Sie haben wahrscheinlich damit gerechnet, während des gesamten Spiels auf ein paar Schluckaufe zu stoßen Ihre Stillreise , aber es ist unwahrscheinlich, dass Sie sich darauf vorbereitet haben, dass das Stillen Ihres Babys von plötzlichen negativen Emotionen wie Traurigkeit, Angst oder sogar Wut unterbrochen werden könnte.

Bei Menschen, die mit dysphorischem Milchspendereflex (D-MER) zu tun haben, können die hormonellen Veränderungen, die in den Momenten vor dem Füttern Ihres Babys auftreten, flüchtige, aber intensive negative Gefühle wie Selbsthass und Hoffnungslosigkeit auslösen.

Für diejenigen, die unter diesen Symptomen leiden, kann es sich isolierend, verwirrend und enorm lähmend anfühlen. Schauen wir uns genauer an, was D-MER ist und wie stillende Eltern damit umgehen können.

Was ist D-MER?

D-MER ist eine erst kürzlich anerkannte Erkrankung, und als solche wurden nur wenige Studien dazu durchgeführt. Wir wissen jedoch, dass es stillende Eltern betrifft und vermutlich durch die auftretenden hormonellen Veränderungen verursacht wird kurz vor der Enttäuschung .

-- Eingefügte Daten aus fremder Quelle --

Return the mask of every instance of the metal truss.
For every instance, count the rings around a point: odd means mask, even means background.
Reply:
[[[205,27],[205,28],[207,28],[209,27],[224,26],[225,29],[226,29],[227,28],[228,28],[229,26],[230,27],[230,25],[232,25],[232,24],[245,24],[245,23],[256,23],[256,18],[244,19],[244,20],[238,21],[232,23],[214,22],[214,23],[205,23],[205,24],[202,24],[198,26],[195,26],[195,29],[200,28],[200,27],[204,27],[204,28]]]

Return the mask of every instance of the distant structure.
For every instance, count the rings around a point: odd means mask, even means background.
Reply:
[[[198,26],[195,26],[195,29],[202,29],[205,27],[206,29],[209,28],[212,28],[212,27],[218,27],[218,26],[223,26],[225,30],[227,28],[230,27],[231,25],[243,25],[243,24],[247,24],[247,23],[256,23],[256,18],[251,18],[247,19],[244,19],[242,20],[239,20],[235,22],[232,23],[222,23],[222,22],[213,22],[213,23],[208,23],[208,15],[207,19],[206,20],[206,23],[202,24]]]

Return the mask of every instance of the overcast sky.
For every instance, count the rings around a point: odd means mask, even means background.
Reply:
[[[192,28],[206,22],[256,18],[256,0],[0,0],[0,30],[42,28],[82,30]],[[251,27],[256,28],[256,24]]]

„D-MER ist eine Anomalie des Milchspendereflexes, die eine kurze, aber oft intensive Welle von Dysphorie verursacht, wenn die Milchabgabe ausgelöst wird. Es wird erlebt und gefühlt, kurz bevor die Milch aus der Brust einer Mutter freigesetzt wird“, sagt Alia Macrina Heise, IBCLC, eine vom International Board zertifizierte Laktationsberaterin, die weithin als Autorität auf diesem Gebiet gilt, nachdem sie selbst an der Krankheit gelitten und sie identifiziert hat.

Häufige Stillprobleme und Lösungen

Hauptmerkmale von D-MER

Jede Erfahrung von D-MER kann unterschiedlich sein, wobei Menschen, die es erleben, eine Reihe von Emotionen empfinden, von Heimweh bis Hoffnungslosigkeit. Diese Gefühle dauern normalerweise nicht länger als ein paar Minuten und zwischen den D-MER-Episoden fühlt sich der Elternteil wohl.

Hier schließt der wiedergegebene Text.